I had the 2% reaction of rabid heart rate and cold chills. It was probably the scariest thing I’ve ever need through.
I’ve never been the one to think, I should go to the doctor, until it’s like… Death.
I almost called an ambulance. I was terrified.
So now I’ve gone back to the doctor, and we have hopefully found another route for the steroids.
Now I’m waiting for an appointment next week for the prescreening appointment to start Gelinya.
Now for more basic life crap.
As a single woman, I’ve become a no income house again. Which is just stress on toast.
I’ve been told not to work for a year to continue on the disability thing.
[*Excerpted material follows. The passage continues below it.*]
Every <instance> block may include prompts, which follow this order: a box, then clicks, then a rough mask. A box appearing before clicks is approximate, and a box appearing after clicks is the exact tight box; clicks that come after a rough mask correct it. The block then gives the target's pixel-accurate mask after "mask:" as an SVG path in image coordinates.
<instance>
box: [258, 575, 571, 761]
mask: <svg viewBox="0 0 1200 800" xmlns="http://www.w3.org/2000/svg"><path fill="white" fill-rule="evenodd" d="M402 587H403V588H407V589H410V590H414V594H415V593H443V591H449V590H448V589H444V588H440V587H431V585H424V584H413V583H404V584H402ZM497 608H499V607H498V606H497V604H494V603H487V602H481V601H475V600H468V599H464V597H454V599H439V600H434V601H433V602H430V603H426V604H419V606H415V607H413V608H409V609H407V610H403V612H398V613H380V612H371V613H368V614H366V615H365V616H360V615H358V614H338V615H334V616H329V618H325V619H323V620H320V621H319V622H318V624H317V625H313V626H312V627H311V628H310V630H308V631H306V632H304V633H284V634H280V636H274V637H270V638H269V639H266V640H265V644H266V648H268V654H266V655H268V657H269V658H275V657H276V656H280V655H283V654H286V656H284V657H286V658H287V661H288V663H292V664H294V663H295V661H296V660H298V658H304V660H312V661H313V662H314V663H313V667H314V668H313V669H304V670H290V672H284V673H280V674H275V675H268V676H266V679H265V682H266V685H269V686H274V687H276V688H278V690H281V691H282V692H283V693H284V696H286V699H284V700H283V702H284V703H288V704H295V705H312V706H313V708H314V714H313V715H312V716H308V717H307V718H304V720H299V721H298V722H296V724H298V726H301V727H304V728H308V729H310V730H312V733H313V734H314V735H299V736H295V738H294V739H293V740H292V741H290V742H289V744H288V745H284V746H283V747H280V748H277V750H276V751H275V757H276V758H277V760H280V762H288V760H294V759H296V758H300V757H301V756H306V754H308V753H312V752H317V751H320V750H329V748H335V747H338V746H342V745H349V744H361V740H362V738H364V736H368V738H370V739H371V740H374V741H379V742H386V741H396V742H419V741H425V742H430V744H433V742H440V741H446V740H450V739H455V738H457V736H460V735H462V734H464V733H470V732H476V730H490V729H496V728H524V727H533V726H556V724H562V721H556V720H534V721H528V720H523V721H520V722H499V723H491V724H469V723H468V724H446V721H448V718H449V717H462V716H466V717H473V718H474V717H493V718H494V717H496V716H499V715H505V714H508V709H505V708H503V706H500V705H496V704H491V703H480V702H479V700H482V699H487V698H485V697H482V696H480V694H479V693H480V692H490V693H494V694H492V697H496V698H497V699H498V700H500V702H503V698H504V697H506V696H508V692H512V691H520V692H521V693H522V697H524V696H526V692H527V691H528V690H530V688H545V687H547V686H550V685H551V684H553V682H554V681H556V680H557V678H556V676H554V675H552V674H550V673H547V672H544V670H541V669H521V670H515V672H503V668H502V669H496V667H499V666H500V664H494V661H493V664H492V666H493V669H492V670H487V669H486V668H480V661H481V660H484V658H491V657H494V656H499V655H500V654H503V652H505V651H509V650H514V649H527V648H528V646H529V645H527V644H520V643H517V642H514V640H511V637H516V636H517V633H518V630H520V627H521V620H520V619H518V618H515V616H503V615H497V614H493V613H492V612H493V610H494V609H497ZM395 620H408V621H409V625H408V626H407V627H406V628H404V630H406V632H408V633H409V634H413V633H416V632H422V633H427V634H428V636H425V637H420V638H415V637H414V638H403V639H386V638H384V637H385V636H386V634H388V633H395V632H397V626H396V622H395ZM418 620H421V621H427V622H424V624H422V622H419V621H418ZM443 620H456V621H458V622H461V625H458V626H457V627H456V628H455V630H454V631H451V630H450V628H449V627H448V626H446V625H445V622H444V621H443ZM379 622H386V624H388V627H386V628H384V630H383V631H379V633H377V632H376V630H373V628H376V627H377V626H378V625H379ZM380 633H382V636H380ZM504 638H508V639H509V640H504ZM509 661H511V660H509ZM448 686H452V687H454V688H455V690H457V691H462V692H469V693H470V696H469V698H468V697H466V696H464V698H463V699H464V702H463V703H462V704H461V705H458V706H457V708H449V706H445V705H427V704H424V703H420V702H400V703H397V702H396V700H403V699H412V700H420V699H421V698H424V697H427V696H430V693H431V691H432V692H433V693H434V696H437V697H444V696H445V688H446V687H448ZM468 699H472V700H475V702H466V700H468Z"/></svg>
I hate the sitting and waiting for someone to tell me I’m broken.
Ive also noticed my depth perception is getting so much worse. I didn’t realize how bad when it was just me running into walls and nonsense. Then yesterday I was trying to help my son wipe in the bathroom, and slammed his head into the counter top.
Aside from the instant, WHAT THE FUCK DID I JUST DO TO MY BABY, I was so lost for a moment. I heard his head hit but my brain was still like, hit what? There’s nothing there.
It took me too long to grasp the counter, that had been there for my whole life, was still there and I’d just helped my son smack his head on the side. Luckily he’s ok, but… Omg talk about mom of the year.
I am doing my best to deal with my stress and hopefully not injure my kids anymore. It’s been a rough few months but hopefully I can get on top of my shit.